Almeno fino all’elezione del prossimo presidente le tensioni saranno davvero messe in sordina, sia nei singoli partiti che nella coalizione. Tenute sotto traccia, non cancellate. Nell’incontro con Berlusconi che ha fatto da aperitivo, i ministri ribelli assicurano lealtà, sostegno alla sua indiscussa leadership e alla ancora ufficiosa corsa per il Colle. Poi però fanno sapere di aver sostenuto anche con il fondatore che «i nodi politici restano e andranno risolti». A partire da una maggiore incisività «della linea moderata ed europeista di Fi». La proposta di un collegamento più stretto tra i gruppi parlamentari di entrambi i partiti e le delegazioni parlamentari è accolta sì, ma con scarso entusiasmo. «C’è già e sta funzionando bene», sottolineano i ministri azzurri.
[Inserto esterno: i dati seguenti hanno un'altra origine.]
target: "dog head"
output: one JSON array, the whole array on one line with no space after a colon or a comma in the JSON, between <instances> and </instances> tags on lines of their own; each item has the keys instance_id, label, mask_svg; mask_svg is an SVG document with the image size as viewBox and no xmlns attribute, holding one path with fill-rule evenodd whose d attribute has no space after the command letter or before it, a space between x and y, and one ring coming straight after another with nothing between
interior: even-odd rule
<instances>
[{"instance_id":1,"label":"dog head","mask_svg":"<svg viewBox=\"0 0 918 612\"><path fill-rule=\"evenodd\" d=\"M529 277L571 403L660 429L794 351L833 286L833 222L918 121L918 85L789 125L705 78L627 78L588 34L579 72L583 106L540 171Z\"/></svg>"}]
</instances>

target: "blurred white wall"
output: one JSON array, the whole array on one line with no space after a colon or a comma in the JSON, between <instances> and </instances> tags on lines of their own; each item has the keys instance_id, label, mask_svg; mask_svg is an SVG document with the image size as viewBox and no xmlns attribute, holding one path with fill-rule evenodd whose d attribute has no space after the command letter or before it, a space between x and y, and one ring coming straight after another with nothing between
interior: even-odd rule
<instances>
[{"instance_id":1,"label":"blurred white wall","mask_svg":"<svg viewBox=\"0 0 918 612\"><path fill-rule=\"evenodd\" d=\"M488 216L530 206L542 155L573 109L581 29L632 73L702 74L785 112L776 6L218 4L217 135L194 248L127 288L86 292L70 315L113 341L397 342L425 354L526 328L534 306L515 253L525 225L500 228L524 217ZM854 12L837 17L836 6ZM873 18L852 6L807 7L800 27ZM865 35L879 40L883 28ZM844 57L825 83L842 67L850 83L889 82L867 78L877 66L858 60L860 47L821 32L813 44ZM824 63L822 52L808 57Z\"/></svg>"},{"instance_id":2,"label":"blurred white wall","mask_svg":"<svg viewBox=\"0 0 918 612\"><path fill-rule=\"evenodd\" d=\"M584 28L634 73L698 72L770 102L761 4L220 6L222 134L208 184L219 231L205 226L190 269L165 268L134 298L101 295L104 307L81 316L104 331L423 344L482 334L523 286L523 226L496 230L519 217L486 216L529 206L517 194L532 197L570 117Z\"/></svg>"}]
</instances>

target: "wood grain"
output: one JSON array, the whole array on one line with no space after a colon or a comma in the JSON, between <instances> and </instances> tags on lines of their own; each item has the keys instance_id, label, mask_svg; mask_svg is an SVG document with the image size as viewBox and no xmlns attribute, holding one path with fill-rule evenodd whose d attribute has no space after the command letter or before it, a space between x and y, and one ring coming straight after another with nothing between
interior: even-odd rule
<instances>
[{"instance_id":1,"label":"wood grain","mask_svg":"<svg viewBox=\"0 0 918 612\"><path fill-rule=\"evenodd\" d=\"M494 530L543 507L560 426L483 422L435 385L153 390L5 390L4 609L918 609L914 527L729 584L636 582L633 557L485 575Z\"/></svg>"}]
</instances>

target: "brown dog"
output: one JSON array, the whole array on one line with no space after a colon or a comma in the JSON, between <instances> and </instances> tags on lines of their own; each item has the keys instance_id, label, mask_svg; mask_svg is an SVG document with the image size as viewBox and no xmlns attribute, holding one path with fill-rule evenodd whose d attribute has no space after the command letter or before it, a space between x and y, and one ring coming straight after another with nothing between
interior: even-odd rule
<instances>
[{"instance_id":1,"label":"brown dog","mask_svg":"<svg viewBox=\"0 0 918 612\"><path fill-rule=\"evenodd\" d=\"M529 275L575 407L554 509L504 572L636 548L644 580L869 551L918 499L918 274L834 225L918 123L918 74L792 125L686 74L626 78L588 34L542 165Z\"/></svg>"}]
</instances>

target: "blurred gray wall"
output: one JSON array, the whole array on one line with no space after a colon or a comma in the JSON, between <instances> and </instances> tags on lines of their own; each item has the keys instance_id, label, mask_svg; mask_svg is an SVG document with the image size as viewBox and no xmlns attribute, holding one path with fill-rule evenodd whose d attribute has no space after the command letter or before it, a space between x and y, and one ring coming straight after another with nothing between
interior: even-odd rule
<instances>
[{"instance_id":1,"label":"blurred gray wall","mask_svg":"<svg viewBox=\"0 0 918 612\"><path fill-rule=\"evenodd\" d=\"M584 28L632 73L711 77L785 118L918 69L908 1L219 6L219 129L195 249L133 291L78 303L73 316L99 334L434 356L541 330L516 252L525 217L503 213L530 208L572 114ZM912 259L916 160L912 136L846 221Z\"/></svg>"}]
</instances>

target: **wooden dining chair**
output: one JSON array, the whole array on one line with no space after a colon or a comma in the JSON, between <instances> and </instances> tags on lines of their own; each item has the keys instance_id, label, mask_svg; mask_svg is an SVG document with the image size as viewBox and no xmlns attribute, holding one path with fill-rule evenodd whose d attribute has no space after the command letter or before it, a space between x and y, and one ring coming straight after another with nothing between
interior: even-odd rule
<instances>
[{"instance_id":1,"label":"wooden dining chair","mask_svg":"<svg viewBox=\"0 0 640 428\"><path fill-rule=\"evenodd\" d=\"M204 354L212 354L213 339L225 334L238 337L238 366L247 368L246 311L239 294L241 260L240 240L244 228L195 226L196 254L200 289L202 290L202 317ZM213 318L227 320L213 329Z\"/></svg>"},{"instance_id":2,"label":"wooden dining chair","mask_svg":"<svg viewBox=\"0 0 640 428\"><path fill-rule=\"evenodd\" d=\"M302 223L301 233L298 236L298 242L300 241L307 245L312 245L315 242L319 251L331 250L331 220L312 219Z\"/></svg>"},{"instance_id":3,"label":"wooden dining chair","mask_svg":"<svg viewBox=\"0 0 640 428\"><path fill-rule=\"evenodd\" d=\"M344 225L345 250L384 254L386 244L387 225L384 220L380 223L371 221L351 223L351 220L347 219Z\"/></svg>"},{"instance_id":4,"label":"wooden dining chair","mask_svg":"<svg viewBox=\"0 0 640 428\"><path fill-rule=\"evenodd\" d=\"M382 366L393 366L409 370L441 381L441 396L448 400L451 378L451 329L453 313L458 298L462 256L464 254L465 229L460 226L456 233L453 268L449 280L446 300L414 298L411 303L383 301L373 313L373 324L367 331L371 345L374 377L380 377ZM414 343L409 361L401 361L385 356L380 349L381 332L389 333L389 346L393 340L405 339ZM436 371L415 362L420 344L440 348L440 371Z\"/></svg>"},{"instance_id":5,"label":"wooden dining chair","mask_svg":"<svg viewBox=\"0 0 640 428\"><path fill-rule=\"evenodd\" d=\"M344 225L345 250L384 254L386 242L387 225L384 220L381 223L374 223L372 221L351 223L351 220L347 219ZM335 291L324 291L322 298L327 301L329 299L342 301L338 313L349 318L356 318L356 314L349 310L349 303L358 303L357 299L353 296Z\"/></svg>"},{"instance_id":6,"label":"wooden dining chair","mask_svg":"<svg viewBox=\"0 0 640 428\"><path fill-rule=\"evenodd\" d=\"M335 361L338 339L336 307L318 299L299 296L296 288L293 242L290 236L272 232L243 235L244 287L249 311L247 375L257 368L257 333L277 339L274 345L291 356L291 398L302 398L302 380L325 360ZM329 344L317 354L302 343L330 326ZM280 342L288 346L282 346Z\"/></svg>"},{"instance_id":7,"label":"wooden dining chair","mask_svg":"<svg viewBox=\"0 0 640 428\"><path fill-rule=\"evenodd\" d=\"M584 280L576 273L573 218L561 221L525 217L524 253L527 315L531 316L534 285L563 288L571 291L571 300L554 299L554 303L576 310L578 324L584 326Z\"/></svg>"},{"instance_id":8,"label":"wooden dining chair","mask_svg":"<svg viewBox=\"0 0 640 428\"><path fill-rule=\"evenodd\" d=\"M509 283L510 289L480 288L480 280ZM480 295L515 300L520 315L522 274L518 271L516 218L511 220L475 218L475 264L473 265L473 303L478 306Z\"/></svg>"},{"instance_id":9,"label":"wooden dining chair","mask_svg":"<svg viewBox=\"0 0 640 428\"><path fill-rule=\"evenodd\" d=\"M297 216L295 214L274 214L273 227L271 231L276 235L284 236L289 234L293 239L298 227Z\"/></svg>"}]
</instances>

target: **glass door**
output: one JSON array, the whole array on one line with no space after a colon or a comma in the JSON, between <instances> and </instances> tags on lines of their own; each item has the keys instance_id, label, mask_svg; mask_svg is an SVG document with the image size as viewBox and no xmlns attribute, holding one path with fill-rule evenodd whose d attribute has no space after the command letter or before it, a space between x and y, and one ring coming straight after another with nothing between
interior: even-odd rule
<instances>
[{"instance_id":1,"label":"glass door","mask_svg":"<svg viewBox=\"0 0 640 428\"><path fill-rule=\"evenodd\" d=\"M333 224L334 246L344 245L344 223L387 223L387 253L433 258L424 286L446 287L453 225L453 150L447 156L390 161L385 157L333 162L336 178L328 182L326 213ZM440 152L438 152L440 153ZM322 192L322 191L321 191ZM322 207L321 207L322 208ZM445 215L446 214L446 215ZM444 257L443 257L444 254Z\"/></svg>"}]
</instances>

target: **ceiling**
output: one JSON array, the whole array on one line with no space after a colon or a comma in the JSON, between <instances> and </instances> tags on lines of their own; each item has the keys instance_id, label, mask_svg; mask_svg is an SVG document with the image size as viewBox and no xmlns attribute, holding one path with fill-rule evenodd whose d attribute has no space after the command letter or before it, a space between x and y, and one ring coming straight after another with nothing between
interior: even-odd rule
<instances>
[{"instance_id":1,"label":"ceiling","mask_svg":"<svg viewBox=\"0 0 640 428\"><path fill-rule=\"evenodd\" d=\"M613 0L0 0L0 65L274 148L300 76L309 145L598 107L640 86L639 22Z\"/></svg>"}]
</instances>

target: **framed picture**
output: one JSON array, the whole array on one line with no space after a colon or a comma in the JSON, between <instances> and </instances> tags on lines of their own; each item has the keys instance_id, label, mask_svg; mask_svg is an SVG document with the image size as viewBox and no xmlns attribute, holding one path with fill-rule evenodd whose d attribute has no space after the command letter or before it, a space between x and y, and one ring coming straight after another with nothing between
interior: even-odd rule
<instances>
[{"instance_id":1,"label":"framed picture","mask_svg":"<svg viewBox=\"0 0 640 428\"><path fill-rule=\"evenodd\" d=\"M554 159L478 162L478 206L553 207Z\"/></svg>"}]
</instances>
Sanno che l’obiettivo finale dei vari coordinamenti messi in cantiere è un ruolo molto maggiore di Salvini nei rapporti con il governo e soprattutto con Draghi. La cosa non gli fa certo piacere, come neppure alla delegazione leghista. Lo stesso Salvini avverte la necessità di calmare le acque. Assicura massima fedeltà al governo. Esalta il rapporto con Draghi. Abbassa i toni. Persino i ministri forzisti, i più apertamente irritati per le sparate tribunizie del capo leghista, fanno filtrare una certa soddisfazione per gli elogi al premier e al governo pronunciati dal reprobo.
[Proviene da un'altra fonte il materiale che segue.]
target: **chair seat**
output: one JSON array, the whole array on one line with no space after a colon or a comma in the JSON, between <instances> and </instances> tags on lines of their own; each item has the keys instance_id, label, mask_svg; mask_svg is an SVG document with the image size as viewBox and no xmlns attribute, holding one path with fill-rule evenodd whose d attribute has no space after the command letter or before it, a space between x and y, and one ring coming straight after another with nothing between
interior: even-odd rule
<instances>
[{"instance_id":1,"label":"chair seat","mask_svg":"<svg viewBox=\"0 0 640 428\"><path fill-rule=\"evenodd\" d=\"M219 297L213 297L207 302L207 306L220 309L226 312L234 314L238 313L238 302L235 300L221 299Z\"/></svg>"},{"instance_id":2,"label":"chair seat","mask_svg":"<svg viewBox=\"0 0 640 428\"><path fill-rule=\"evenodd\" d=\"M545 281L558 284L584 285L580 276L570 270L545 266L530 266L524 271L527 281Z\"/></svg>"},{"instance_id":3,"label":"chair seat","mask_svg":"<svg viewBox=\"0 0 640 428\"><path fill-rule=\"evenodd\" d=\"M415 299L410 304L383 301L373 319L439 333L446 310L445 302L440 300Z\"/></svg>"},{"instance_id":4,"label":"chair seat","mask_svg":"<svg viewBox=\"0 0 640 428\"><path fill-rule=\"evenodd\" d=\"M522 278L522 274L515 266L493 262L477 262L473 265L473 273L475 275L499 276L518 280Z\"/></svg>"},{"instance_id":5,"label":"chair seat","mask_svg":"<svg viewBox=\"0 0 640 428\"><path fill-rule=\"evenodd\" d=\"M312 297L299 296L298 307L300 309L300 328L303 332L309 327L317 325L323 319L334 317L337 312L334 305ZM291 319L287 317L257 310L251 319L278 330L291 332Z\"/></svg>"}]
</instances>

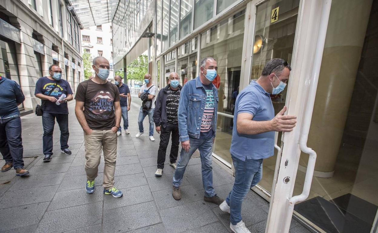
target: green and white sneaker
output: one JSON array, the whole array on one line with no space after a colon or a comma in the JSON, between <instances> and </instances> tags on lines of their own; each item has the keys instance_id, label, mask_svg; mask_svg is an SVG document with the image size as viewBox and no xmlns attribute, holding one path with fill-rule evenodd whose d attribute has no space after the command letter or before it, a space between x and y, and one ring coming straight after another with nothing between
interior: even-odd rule
<instances>
[{"instance_id":1,"label":"green and white sneaker","mask_svg":"<svg viewBox=\"0 0 378 233\"><path fill-rule=\"evenodd\" d=\"M122 191L120 190L118 190L115 187L113 187L112 188L108 190L104 189L104 194L111 194L113 198L120 198L123 195Z\"/></svg>"}]
</instances>

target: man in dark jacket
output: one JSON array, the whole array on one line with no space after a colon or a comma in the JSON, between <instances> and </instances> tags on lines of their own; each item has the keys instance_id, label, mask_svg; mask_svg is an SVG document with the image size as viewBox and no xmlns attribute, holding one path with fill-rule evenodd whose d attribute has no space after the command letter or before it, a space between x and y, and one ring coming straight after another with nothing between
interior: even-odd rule
<instances>
[{"instance_id":1,"label":"man in dark jacket","mask_svg":"<svg viewBox=\"0 0 378 233\"><path fill-rule=\"evenodd\" d=\"M13 167L17 176L29 171L23 168L23 147L21 138L21 120L17 106L25 100L20 85L0 76L0 153L5 160L2 172Z\"/></svg>"},{"instance_id":2,"label":"man in dark jacket","mask_svg":"<svg viewBox=\"0 0 378 233\"><path fill-rule=\"evenodd\" d=\"M158 170L156 176L161 176L165 162L167 147L172 133L172 145L169 154L169 165L176 169L178 153L178 122L177 111L182 87L179 85L178 74L172 72L168 77L169 83L159 92L153 119L156 131L160 134L160 143L158 151Z\"/></svg>"}]
</instances>

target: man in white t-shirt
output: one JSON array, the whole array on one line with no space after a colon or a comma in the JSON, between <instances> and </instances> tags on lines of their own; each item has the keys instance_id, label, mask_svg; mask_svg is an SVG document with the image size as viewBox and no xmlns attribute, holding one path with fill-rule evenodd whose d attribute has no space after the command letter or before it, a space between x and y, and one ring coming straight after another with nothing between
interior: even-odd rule
<instances>
[{"instance_id":1,"label":"man in white t-shirt","mask_svg":"<svg viewBox=\"0 0 378 233\"><path fill-rule=\"evenodd\" d=\"M150 136L150 140L151 141L155 141L155 139L153 138L153 120L152 119L152 116L153 116L153 111L155 110L155 97L156 96L157 88L156 86L152 85L151 80L151 75L149 74L146 74L144 76L144 83L146 84L142 86L139 89L138 97L140 98L141 94L143 93L148 93L148 99L152 100L152 105L151 106L151 108L149 110L144 111L143 111L142 106L141 106L140 110L139 112L139 116L138 117L139 133L136 134L135 137L139 137L144 133L143 121L144 119L144 117L148 115L148 120L150 123L150 132L149 134Z\"/></svg>"}]
</instances>

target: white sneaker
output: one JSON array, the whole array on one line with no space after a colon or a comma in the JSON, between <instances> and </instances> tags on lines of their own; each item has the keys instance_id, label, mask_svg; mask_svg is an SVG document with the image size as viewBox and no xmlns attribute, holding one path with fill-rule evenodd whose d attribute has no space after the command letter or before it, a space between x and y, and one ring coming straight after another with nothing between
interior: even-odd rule
<instances>
[{"instance_id":1,"label":"white sneaker","mask_svg":"<svg viewBox=\"0 0 378 233\"><path fill-rule=\"evenodd\" d=\"M163 173L163 170L160 168L158 168L155 173L155 176L161 176L161 173Z\"/></svg>"},{"instance_id":2,"label":"white sneaker","mask_svg":"<svg viewBox=\"0 0 378 233\"><path fill-rule=\"evenodd\" d=\"M135 137L139 137L141 136L141 135L143 134L143 133L141 133L140 132L139 132L138 133L136 134L136 135L135 135Z\"/></svg>"},{"instance_id":3,"label":"white sneaker","mask_svg":"<svg viewBox=\"0 0 378 233\"><path fill-rule=\"evenodd\" d=\"M176 168L177 167L177 164L176 163L174 163L173 164L171 164L170 162L169 162L169 165L173 167L173 168L176 169Z\"/></svg>"},{"instance_id":4,"label":"white sneaker","mask_svg":"<svg viewBox=\"0 0 378 233\"><path fill-rule=\"evenodd\" d=\"M222 211L230 213L230 207L227 204L227 202L226 202L226 200L219 205L219 208Z\"/></svg>"},{"instance_id":5,"label":"white sneaker","mask_svg":"<svg viewBox=\"0 0 378 233\"><path fill-rule=\"evenodd\" d=\"M230 228L231 228L231 230L235 233L251 233L249 230L245 227L245 224L243 221L238 222L236 225L233 225L230 222Z\"/></svg>"}]
</instances>

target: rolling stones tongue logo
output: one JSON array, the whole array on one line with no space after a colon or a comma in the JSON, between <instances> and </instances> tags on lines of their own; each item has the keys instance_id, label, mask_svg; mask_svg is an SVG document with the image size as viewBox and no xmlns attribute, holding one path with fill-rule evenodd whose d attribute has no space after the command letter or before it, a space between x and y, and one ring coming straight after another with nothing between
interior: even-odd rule
<instances>
[{"instance_id":1,"label":"rolling stones tongue logo","mask_svg":"<svg viewBox=\"0 0 378 233\"><path fill-rule=\"evenodd\" d=\"M100 91L91 100L89 110L97 115L113 110L113 97L107 91Z\"/></svg>"}]
</instances>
Ma la nuova strategia della destra passa per gli obiettivi concreti, non per i toni più o meno concilianti. Sono tre: finanziaria, legge elettorale e Colle. Sulla finanziaria la mission è ottenere nuovi vantaggi per le partite Iva e strappare abbassamenti delle tasse. Sul fisco la partita è aperta e la sintonia almeno tra Berlusconi e Salvini su quel fronte è totale. Ma se la tensione dovesse salire il contrasto tra i leader e le delegazioni al governo si riprodurrebbe inevitabilmente. Sulla legge elettorale la posizione è netta e appare più granitica di quanto non sia in realtà: maggioritario a tutti i costi, anche se buona parte di Fi preferirebbe tenersi le mani libere con il proporzionale. Sul Colle, poi, l’impegno per una linea comune era fuori discussione sin dall’inizio.
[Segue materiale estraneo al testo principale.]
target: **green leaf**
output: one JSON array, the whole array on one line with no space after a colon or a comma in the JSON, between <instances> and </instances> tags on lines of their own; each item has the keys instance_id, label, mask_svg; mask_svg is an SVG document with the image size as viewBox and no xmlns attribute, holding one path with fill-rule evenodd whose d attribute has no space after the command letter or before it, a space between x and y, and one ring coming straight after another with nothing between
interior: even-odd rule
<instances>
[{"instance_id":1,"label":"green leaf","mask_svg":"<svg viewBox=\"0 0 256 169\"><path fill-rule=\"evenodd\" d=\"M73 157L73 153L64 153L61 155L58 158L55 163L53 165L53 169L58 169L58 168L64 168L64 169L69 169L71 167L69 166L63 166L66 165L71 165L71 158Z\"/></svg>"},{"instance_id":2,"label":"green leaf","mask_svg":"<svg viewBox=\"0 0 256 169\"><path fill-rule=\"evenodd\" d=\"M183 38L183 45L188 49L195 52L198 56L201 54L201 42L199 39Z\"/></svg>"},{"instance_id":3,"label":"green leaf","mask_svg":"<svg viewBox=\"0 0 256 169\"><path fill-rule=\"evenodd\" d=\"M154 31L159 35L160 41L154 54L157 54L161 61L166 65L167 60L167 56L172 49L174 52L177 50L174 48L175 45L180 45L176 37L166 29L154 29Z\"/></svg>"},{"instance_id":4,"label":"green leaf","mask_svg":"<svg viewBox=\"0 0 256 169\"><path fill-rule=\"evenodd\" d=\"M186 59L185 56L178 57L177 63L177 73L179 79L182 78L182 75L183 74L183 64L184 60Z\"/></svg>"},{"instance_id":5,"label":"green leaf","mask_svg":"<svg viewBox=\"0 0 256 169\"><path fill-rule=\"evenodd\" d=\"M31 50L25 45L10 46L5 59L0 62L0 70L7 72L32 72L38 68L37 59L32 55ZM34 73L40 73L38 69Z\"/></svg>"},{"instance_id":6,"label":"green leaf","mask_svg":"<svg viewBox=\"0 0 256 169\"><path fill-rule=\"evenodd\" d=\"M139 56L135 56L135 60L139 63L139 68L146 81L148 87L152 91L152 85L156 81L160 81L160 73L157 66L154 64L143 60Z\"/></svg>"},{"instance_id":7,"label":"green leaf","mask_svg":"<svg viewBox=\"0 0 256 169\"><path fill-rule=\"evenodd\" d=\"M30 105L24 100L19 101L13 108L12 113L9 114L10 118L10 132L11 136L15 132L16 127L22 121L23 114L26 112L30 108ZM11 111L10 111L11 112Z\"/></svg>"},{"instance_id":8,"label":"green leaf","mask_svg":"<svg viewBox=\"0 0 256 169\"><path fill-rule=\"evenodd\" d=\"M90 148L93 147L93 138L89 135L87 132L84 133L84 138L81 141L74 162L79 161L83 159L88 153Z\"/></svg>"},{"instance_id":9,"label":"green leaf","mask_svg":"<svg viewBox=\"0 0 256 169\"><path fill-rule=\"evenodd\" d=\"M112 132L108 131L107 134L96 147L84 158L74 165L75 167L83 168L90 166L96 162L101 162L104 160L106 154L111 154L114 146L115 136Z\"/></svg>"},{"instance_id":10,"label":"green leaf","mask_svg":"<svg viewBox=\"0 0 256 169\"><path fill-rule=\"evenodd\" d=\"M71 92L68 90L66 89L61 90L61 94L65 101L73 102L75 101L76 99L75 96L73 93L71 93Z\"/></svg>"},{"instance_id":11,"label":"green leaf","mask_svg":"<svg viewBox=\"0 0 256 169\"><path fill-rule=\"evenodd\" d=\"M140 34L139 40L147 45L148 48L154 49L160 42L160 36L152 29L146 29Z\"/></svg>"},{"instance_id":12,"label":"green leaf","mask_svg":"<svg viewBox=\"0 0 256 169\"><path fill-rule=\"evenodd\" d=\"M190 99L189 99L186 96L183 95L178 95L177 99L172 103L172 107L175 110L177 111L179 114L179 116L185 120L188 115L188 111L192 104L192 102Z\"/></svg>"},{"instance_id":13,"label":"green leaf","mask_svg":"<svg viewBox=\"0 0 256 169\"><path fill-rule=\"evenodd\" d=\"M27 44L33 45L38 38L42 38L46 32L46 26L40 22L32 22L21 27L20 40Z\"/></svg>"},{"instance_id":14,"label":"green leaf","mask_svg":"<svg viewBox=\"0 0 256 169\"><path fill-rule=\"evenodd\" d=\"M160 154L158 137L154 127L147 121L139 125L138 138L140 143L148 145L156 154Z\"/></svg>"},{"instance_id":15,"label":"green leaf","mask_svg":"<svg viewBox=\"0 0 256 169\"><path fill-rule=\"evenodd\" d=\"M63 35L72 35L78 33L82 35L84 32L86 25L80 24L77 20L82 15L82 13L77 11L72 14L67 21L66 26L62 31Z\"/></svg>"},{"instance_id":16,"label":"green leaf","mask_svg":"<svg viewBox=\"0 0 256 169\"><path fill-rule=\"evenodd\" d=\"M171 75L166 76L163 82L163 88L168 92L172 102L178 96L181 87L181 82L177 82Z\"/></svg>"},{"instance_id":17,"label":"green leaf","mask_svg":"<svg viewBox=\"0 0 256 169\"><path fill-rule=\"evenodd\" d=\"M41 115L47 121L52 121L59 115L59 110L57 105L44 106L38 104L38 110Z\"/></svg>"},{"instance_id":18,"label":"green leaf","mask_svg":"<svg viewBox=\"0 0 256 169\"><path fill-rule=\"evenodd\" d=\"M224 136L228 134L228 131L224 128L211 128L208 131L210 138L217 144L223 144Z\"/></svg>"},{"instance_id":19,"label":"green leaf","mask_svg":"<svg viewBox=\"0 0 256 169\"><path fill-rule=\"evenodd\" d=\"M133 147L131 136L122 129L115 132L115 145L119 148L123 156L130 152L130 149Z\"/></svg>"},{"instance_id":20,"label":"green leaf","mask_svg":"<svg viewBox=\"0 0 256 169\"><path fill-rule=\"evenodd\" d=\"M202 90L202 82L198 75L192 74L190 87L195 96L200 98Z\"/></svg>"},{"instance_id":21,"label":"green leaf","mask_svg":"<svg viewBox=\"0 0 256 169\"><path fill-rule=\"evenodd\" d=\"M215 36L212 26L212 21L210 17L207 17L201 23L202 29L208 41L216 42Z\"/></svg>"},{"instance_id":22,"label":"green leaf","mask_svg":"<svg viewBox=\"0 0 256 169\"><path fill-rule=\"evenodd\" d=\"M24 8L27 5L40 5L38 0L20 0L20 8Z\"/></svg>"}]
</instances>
Al pranzo, limitato ai partiti di maggioranza, non partecipava Giorgia l’oppositrice. I tre leader si incontreranno la settimana prossima per decidere stavolta per tempo i candidati delle amministrative del prossimo anno. Lei però ci tiene a farsi sentire anche subito: «Berlusconi avrebbe comunque il sostegno di FdI. Il centrodestra ha i numeri per essere protagonista in questa battaglia». Quanto reggerà la ritrovata unità della destra dipenderà proprio dall’esito di quella battaglia.